|| Council Tweaks
Wording of Homeowner Initiative
By Oliver Lukacs
Dec. 18 -- After quibbling over grammar and wording, the City Council Tuesday night finalized language on a ballot initiative that would require an owner's permission before a single family home can be declared a landmark or included in an historic district.
The debate focused on the wording identifying the owner and whose consent would be needed to designate homes as landmarks under the Homeowners Freedom of Choice Initiative, which will go before voters in a special mail-in election being held from February 20 to March 21.
Mayor Pro Tem Kevin McKeown wanted the wording to read "unanimous property owners' consent;" Councilman Michael Feinstein wanted it to read "all owners," because some properties have multiple owners.
Confused by the word "unanimous," Councilman Bob Holbrook asked, "Are they talking about their property or someone else's property with unanimous?" Holbrook said the word could be misinterpreted to mean that every homeowner's consent on the block, or neighborhood or community would be needed to designate one house.
After pondering the issue, City Attorney Marsha Moutrie informed the council that "state law really does not allow you to draft this for the reason that you have political positions you are taking."
The final wording will read: "Shall the municipal code be amended to require the prior written consent of all property owners of record before their buildings or other improvements in R-1 single family districts could be designated as either landmarks or structures of merit and before parcels could be designated as landmarks or included in historic districts?"
Afterward, the five Santa Monica for Renters' Rights council members -- Mayor Richard Bloom, Pam O'Connor, Ken Genser, Feinstein and McKeown -- offered to author the argument against the measure.

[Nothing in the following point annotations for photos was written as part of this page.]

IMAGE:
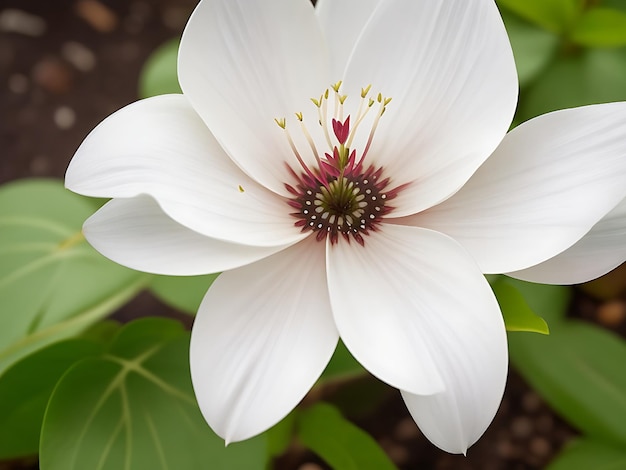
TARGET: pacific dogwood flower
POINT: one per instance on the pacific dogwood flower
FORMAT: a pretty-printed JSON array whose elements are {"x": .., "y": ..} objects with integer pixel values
[{"x": 348, "y": 167}]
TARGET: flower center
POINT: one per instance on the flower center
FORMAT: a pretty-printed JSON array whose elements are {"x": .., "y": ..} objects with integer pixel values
[{"x": 339, "y": 195}]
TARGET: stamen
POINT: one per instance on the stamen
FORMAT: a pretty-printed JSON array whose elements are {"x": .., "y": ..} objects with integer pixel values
[{"x": 339, "y": 195}]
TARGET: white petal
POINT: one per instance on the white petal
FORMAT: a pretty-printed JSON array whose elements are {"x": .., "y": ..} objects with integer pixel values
[
  {"x": 244, "y": 63},
  {"x": 544, "y": 188},
  {"x": 407, "y": 301},
  {"x": 161, "y": 147},
  {"x": 450, "y": 70},
  {"x": 136, "y": 233},
  {"x": 597, "y": 253},
  {"x": 342, "y": 22},
  {"x": 474, "y": 372},
  {"x": 262, "y": 337}
]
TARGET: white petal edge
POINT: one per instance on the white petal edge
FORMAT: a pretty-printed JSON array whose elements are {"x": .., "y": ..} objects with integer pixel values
[
  {"x": 597, "y": 253},
  {"x": 410, "y": 299},
  {"x": 137, "y": 234},
  {"x": 475, "y": 381},
  {"x": 161, "y": 147},
  {"x": 262, "y": 337},
  {"x": 244, "y": 63},
  {"x": 549, "y": 182},
  {"x": 342, "y": 22},
  {"x": 450, "y": 70}
]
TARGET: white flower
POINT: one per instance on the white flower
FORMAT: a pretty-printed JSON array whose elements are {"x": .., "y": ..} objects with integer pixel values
[{"x": 377, "y": 229}]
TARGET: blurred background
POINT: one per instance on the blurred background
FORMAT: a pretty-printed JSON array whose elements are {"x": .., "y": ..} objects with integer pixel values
[{"x": 67, "y": 64}]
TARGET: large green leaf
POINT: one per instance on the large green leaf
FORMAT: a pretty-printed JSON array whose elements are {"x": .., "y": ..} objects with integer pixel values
[
  {"x": 600, "y": 27},
  {"x": 553, "y": 15},
  {"x": 518, "y": 316},
  {"x": 25, "y": 389},
  {"x": 547, "y": 301},
  {"x": 182, "y": 292},
  {"x": 158, "y": 76},
  {"x": 134, "y": 408},
  {"x": 587, "y": 454},
  {"x": 52, "y": 283},
  {"x": 579, "y": 370},
  {"x": 533, "y": 47},
  {"x": 585, "y": 77},
  {"x": 343, "y": 445}
]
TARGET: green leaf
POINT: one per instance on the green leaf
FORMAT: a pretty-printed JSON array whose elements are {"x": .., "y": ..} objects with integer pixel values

Because the council cannot write both arguments, Holbrook offered to assist any citizen in drafting the argument in favor of the measure, which qualified for a special election with nearly 10,000 signatures.

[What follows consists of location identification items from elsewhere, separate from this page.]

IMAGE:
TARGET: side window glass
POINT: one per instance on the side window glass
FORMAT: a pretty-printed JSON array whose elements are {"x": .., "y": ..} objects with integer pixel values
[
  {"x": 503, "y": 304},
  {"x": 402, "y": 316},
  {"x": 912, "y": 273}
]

Arguments are due at the City Clerk's Office at City Hall by noon on Dec. 31, 2002. The deadline for rebuttals is January 10, 2003 at 5:30 p.m. For voters preferring to drop off ballots, ballots will be accepted at City Hall until 9 p.m. on March 21.
In a separate action, the council unanimously voted to adopt a resolution that under a new State law tightens affordable housing loan procedures for the City's Redevelopment Agency. According to Bob Moncrief, the City's housing and redevelopment manager, "nothing has really changed."
The new law basically asks the agency to prove on paper that recipients of the loans "tried" their best to secure financing from a normal commercial or private bank before receiving more than 50 percent of the needed money from the Agency, according to Moncrief.
Moncrief said this is already standard practice in Santa Monica, and according to the agency's staff report "of the 21 Agency loans issued during the last five years, 17 (81 percent) included conventional bank financing."
Those 21 loans have helped create affordable housing for 456 households over the last five years in the City, Moncrief said.
"On a human level it is more than 456 if you consider turnover," Moncrief said.